Drawing on the 11-day May 2021 conflict, in which 250 Gazan Palestinians and 13 Israelis died, the investigative mandate includes alleged human rights violations before and after that, and aims to explore the root causes of tensions.

US State Department spokesman Ned Price reiterated Washington’s opposition to the investigation and said the report did nothing to alleviate US concerns about “a unilateral, biased approach that does nothing to advance hopes for peace.”

Citing an Israeli law that denies naturalization to Palestinians married to Israelis, the report accuses the country of providing “different civil status, rights and legal protection” for Arab minorities. Israel says such measures protect national security and the Jewish character of the country.

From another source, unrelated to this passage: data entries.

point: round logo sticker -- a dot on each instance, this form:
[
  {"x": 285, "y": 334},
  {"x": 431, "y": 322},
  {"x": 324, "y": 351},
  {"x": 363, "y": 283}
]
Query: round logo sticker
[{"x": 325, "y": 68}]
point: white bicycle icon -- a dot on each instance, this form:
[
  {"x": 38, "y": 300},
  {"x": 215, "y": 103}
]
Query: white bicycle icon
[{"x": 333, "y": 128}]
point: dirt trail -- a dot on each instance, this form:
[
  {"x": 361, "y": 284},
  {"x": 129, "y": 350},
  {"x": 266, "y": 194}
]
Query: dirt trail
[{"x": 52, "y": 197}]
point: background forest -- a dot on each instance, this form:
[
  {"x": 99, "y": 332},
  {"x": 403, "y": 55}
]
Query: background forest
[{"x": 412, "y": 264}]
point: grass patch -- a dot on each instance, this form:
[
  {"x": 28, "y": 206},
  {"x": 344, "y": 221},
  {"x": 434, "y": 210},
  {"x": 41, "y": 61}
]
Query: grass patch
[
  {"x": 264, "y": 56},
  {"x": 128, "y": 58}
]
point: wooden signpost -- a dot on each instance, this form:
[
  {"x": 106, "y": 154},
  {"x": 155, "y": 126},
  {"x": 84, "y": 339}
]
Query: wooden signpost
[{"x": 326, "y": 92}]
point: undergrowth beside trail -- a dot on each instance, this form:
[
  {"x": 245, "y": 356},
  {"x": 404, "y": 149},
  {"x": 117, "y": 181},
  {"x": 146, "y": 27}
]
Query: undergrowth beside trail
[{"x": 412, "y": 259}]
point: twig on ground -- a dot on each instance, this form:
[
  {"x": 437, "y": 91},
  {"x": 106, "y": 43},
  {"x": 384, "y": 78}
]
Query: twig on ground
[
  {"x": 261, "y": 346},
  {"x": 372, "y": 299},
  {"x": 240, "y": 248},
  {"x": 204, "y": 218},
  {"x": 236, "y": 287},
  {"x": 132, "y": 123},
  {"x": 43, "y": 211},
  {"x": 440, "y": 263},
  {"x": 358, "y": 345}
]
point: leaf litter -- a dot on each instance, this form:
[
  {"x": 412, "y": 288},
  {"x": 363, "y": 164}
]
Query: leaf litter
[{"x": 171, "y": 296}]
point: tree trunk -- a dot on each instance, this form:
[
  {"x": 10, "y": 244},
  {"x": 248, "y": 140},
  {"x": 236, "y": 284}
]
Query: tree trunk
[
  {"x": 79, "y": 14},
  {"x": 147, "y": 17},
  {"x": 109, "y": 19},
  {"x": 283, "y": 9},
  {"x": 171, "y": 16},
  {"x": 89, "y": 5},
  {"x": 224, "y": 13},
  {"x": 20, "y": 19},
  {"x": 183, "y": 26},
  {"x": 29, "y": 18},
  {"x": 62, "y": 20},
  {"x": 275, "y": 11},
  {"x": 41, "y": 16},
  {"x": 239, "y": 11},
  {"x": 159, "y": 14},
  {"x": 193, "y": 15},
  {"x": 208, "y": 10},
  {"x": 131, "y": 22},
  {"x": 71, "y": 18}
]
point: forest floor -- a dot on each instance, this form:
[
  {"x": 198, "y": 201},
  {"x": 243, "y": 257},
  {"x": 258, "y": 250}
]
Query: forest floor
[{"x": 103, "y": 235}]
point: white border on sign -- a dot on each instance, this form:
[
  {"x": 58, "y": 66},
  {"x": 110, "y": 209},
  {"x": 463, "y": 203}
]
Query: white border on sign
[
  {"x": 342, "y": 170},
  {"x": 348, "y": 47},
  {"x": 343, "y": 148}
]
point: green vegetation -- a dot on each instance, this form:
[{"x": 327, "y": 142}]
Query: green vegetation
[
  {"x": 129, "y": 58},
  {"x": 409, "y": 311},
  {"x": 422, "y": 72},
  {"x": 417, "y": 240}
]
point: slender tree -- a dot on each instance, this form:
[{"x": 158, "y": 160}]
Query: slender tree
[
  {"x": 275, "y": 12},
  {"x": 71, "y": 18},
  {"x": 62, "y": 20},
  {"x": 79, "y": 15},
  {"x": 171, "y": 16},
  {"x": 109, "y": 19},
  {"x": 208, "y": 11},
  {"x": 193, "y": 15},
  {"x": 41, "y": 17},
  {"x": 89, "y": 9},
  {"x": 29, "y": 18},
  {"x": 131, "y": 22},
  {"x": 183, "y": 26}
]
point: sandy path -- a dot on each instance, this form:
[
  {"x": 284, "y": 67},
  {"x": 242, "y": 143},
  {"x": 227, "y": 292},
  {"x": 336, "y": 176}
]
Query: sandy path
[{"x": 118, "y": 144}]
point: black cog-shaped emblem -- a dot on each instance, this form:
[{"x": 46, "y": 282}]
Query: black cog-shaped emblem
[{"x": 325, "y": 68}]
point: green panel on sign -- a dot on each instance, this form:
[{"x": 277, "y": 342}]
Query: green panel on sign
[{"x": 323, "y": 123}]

Israel withdrew from Gaza in 2005, but with Egypt’s help it is tightening the borders of the enclave currently run by Hamas Islamists. Palestinian authorities enjoy limited autonomy in the West Bank, which is populated by Israeli settlements.

Sworn to Israel’s destruction, Hamas launched the May 2021 war with rocket attacks in retaliation for Israeli police clashes with Palestinians near Al-Masjid al-Aqsa, Islam’s third holiest site, and after moves to evacuate Palestinian families from East Jerusalem.

The Gaza war was accompanied by street violence, which is rarely seen within Israel among Jewish and Arab citizens.

Hamas welcomed the report and demanded that Israeli leaders be prosecuted for crimes against the Palestinian people.

The Palestinian Authority also praised the report and called for accountability “in a way that ends Israel’s impunity”.

The report will be discussed at the Geneva-based Human Rights Council next week. The body cannot make legally binding decisions.

The US left the Council in 2018 because of what it describes as “chronic prejudice” against Israel and only fully rejoined this year.

Unusually, the three-member commission of inquiry from Australia, India and South Africa has an open-ended mandate. One diplomat said his jurisdiction is already a sensitive issue. “People don’t like the idea of ​​permanence,” he said.